Ich kann Ihnen ein Weiteres nicht ersparen. Sie haben in Ihrer Rede – das hat Gründe, die mit Ihrem Koalitionspartner zu tun haben – über ein Thema weidlich geschwiegen, nämlich über die Tatsache, dass wir in diesem Land immer mehr prekäre Arbeitsverhältnisse haben. Der Deutsche Bundestag ist dringend aufgerufen, zu tun, was in seinen Möglichkeiten als Gesetzgeber steht, um dafür zu sorgen, dass Menschen in Arbeit kommen, und zwar in ordentliche, in gute Arbeit, in Arbeit, von der sie leben können.
Frau Homburger hat gestern als Motto ausgegeben: Sozial ist, was Arbeit schafft. Nach dieser Philosophie wäre auch Sklavenarbeit sozial. Wir sagen: Sozial ist Arbeit, von der Menschen auch leben können, nämlich gute Arbeit. Das ist der Unterschied.

(Beifall bei der SPD und der LINKEN – Jörg van Essen [FDP]: Ich würde mich doch schämen, wenn ich so etwas vortragen würde!)

Was hat es übrigens mit Ordnungspolitik zu tun, wenn Herr Rüttgers und diese Koalition einfach nur Zuverdienstmöglichkeiten erweitern wollen und damit einen dauerhaft subventionierten Niedriglohnsektor auf Kosten der Steuerzahler etablieren? Führen Sie endlich Mindestlöhne in weiteren Branchen ein, und sorgen Sie auch für einen gesetzlichen Mindestlohn, damit Menschen von ihrer Arbeit leben können!

(Beifall bei der SPD und der LINKEN)

Frau von der Leyen, ich habe mich schon ein bisschen gewundert, dass Ihnen das Thema „Missbrauch von Zeit- und Leiharbeit“ erst beim Problem Schlecker zum ersten Mal begegnet zu sein scheint. Tatsache ist, dass es nicht nur Schlecker betrifft. Das ist in vielen Bereichen das Problem. Es war richtig – damals haben es Politik und Gewerkschaften übrigens gemeinsam gemacht –, Zeit- und Leiharbeit aus der Schmuddelecke geholt zu haben. Wir haben damals den Grundsatz „gleicher Lohn für gleiche Arbeit von Stamm- und Leihbelegschaften“ in das Gesetz geschrieben.

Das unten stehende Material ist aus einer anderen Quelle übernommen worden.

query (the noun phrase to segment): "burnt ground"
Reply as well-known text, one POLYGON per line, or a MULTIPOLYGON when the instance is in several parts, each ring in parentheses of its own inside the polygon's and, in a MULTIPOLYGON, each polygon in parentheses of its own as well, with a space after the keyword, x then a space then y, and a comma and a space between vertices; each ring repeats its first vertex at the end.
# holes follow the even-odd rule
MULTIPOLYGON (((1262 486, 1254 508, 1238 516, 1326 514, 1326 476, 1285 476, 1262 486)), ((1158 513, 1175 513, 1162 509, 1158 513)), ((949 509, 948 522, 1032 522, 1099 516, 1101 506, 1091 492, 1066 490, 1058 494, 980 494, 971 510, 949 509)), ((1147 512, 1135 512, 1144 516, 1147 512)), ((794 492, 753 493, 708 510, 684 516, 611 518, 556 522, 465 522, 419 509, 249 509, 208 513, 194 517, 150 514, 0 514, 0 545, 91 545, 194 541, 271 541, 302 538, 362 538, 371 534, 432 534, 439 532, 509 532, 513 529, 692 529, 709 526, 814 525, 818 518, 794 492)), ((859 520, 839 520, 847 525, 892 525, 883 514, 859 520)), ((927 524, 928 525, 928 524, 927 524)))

Aber wir haben alle miteinander den Fehler gemacht, eine Öffnungsklausel zu schaffen, die besagt, dass Tarifverträge davon abweichen könnten. Dies taten wir in der Hoffnung, dass Gewerkschaften und Arbeitgeber stark genug sind, vernünftig damit umzugehen. Dann allerdings ist über Scheintarifverträge und Scheingewerkschaften, auch wenn sie sich christlich nennen und durch CSU-Abgeordnete in diesem Haus präsent sind, diese Klausel benutzt worden, um Lohndumping und dem Auflösen der Stammbelegschaften in Richtung Leihbelegschaften Vorschub zu leisten. Dem müssen wir einen Riegel vorschieben, meine Damen und Herren, und dazu habe ich von Ihnen nichts gehört.

(Beifall bei der SPD)

Da reicht es nicht, Frau Ministerin, wenn Sie in Interviews die Folgen beklagen, selbst aber nichts tun. Es reicht auch nicht, wenn Herr Rüttgers darüber schwadroniert, nur weil am 9. Mai Landtagswahlen stattfinden werden. Wir werden Ihnen im Februar in diesem Haus einen Gesetzentwurf mit drei konkreten Maßnahmen und Vorschlägen vorlegen, und wir werden jeden Einzelnen von Ihnen in namentlicher Abstimmung befragen, wie Sie es damit halten. Erstens. Sind Sie bereit – das ist notwendig –, die Rechte der Betriebsräte zu stärken, was den Einsatz von Zeit- und Leiharbeit betrifft? Zweitens. Sie haben vorhin davon gesprochen, Gewerkschaften und Arbeitgeber sollten Mindestlöhne tarifvertraglich festschreiben. D’accord, wo sie es können, aber es gibt ja bei der Zeit- und Leiharbeit einen Tarifvertrag. Warum sorgen Sie nicht für einen Mindestlohn im Bereich der Zeit- und Leiharbeitsbranche? Drittens. Die wichtigste Frage ist: Warum wehren Sie sich dagegen, den Grundsatz „gleicher Lohn für gleiche Arbeit von Stamm- und Leihbelegschaften“ durchzusetzen? Ich verstehe es nicht; denn dies ist das wirksamste Instrument gegen den Missbrauch von Zeit- und Leiharbeit. An diesem Punkt können Sie mithelfen.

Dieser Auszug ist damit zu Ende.